The blame game
I think Zen have done themselves no good at all with this 'announcement'.
First of all, and any ISP should know this all too well, depending on BT engineer's 'tests' is courting commercial suicide. I had the experience of complaining for nearly two years that a certain line, which was poor at the best of times, became near unusable (voice and data) during and after wet weather. It took them THAT long to discover that a cabinet in that infamous 'last mile' was flooding and had standing water in it!
Secondly, I'm not too sure the chip is to blame either. I'm responsible for three Netgear DG834N units, which initially were fine, around the beginning of the year one started dropping with increasing frequency (Zen), another dropped occasionally (Demon) and the last, my personal unit (Zen), was stable - AND the furthest from the exchange...

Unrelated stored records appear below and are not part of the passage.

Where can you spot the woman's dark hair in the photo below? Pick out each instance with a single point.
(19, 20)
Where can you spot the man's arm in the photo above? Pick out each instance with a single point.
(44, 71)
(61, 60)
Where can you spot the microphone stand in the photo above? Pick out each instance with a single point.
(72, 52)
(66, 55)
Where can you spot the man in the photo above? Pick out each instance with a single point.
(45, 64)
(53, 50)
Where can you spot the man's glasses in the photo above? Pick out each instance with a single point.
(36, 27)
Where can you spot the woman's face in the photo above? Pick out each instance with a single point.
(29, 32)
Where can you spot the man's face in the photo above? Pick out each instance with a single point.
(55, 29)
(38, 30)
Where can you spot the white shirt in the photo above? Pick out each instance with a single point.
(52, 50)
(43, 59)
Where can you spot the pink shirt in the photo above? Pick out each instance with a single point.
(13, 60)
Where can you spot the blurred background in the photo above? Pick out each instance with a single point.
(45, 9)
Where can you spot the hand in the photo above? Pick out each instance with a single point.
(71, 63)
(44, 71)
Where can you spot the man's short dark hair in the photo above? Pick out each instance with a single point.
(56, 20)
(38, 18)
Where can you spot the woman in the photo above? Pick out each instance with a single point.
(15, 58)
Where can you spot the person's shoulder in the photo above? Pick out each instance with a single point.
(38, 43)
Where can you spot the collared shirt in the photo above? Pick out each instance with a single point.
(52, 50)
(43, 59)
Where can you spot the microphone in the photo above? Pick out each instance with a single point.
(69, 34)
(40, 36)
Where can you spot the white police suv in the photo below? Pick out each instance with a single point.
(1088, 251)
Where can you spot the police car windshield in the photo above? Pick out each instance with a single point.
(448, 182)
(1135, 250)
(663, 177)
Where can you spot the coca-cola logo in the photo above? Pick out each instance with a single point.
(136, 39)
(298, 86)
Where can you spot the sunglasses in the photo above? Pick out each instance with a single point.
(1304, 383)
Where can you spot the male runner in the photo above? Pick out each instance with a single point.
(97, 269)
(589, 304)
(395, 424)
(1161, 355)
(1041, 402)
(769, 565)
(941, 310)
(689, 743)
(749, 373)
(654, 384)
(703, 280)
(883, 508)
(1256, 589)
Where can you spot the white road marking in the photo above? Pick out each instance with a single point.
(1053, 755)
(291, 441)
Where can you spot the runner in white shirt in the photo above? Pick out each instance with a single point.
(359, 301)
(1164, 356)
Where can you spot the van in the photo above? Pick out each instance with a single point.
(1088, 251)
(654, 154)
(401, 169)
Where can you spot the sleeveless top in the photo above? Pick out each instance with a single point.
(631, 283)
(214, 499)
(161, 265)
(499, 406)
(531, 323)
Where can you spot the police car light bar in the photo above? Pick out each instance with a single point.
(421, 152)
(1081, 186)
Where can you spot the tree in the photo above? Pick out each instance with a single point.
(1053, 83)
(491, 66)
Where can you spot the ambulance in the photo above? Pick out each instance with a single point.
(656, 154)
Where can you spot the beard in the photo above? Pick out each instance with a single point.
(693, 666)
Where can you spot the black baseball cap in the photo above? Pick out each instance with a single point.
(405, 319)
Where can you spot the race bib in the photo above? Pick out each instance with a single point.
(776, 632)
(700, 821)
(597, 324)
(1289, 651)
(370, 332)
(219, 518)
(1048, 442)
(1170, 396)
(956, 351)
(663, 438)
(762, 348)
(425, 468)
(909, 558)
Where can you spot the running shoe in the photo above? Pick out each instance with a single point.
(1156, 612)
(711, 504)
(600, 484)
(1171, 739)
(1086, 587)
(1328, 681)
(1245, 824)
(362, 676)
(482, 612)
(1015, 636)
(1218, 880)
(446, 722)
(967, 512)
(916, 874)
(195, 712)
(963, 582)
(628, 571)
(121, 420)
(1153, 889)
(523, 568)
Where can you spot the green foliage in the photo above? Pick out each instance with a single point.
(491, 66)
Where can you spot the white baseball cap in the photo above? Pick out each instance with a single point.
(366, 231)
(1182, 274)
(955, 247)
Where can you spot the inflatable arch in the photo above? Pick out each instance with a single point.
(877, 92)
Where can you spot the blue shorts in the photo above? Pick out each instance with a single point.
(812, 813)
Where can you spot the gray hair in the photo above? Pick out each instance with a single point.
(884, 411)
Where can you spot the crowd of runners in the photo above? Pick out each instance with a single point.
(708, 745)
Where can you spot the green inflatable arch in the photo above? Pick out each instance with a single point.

As the year wore on things got worse, but only for the Zen connections (the Demon DG834N issues resolved themselves when the telephone cable finally broke and lay pathetically huddled in the street - something even a BT engineer had to admit was a fault),
Even mine started dropping a couple of times a week, the other became nearly unusable.
After a few calls to Zen, always courteously dealt with by English speaking staff in the UK - but with no resolution of the issue, I decided to dig a bit deeper. Logs and error messages suggested DNS issues.
Eventually I decided, after much unsuccessful experimentation, to go OpenDNS - and like magic, all was fixed.
Now I'm not going to state that Zen's DNS provision leaves more than a little to be desired, but my experience was that removing it from the equation resulted in a complete cessation of issues.
Ah, you say, but, you are talking about DNS issues, the issue here is 'loss of connection'. Well that's a very loose term. What exactly are they talking about I wonder? The 'connected' 'link light' going out? Or 'the internet isn't there any more'?
DNS failures of the type I've observed, and suffered myself, are certainly a 'loss of connection' to all intents and purposes. And easily confused with an ADSL connection or sync failure.
Zen's problem is that their announcement makes it sound as though they are passing the buck. And from my limited experience, that my be the case. Not a smart move when you are one of the most expensive ISPs in the country.